4.4 Routes of administration

Almost all possible routes of administration have been used, but by far the most common method is smoking (inhaling). Marijuana is most often smoked as a hand-rolled "joint" the size of a cigarette or larger, and usually thicker. Tobacco is often added to marijuana to assist burning and "make it go further", and a filter may be inserted. Hashish may be mixed with tobacco and smoked as a joint, but is more often smoked through a pipe, either with or without tobacco. A water pipe known as "bong" is a popular implement for all cannabis preparations, because the water cools the hot smoke before it is inhaled and there is little loss of the drug through sidestream smoke. Hash oil is used sparingly because of its extremely high psychoactive potency; a few drops may be applied to a cigarette or a joint, to the mixture in the pipe, or the oil may be heated and the vapours inhaled. Whatever method is used, smokers usually inhale deeply and hold their breath for several seconds in order to ensure maximum absorption of THC by the lungs.

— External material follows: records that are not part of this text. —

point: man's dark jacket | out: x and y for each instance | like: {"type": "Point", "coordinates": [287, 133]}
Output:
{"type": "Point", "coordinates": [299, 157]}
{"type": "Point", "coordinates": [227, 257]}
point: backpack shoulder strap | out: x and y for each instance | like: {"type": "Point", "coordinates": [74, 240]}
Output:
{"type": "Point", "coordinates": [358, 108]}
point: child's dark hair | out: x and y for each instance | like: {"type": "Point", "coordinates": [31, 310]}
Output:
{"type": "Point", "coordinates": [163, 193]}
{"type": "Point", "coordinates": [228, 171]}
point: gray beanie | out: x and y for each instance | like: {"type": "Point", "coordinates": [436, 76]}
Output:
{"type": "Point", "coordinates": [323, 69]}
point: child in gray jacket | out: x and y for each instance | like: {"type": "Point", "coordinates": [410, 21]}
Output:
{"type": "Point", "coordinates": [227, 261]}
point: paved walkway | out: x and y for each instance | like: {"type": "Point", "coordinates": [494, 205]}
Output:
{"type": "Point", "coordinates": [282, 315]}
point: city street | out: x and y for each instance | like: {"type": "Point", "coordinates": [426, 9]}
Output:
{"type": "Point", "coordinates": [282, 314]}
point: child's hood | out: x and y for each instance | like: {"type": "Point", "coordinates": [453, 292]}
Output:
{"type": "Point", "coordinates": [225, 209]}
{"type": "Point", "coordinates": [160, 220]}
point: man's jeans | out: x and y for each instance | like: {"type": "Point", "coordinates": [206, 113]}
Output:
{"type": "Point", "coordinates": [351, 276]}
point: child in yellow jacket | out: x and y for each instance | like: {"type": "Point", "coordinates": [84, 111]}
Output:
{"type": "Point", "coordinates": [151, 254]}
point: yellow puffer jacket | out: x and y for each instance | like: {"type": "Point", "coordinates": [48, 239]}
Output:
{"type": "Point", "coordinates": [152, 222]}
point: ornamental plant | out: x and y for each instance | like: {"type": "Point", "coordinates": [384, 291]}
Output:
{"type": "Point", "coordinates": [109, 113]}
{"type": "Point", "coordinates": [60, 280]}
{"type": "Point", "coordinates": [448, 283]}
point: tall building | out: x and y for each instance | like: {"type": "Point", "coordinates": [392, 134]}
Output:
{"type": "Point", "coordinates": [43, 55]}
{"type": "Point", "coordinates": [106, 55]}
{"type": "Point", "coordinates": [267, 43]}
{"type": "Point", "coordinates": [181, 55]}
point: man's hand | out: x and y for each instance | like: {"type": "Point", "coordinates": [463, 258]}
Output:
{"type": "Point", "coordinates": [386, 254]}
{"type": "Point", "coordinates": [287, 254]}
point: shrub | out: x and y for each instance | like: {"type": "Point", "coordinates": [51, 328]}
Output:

Hashish may also be cooked or baked in foods and eaten. When ingested orally the onset of the psychoactive effects is delayed by about an hour. In clinical and experimental research, THC has often been prepared in gelatine capsules and administered orally. In India, a popular method of ingestion is in the form of a tea-like brew of the leaves and stems, known as "bhang". The "high" is of lesser intensity but the duration of intoxication is longer by several hours. It is easier to titrate the dose and achieve the desired level of intoxication by smoking than by oral ingestion since the effects are more immediate.

Crude aqueous extracts of cannabis have on very rare occasions been injected intravenously. THC is insoluble in water, so little or no drug is actually present in these extracts, and the injection of tiny
undissolved particles may cause severe pain and inflammation at the site of injection and a variety of toxic systemic effects. Injection should not be considered as a route of cannabis administration, but
has been used in research to investigate pharmacokinetics.

Since different routes of administration give rise to differing pharmacokinetics, the reader should assume for the remainder of this document that the method of ingestion is smoking unless stated otherwise.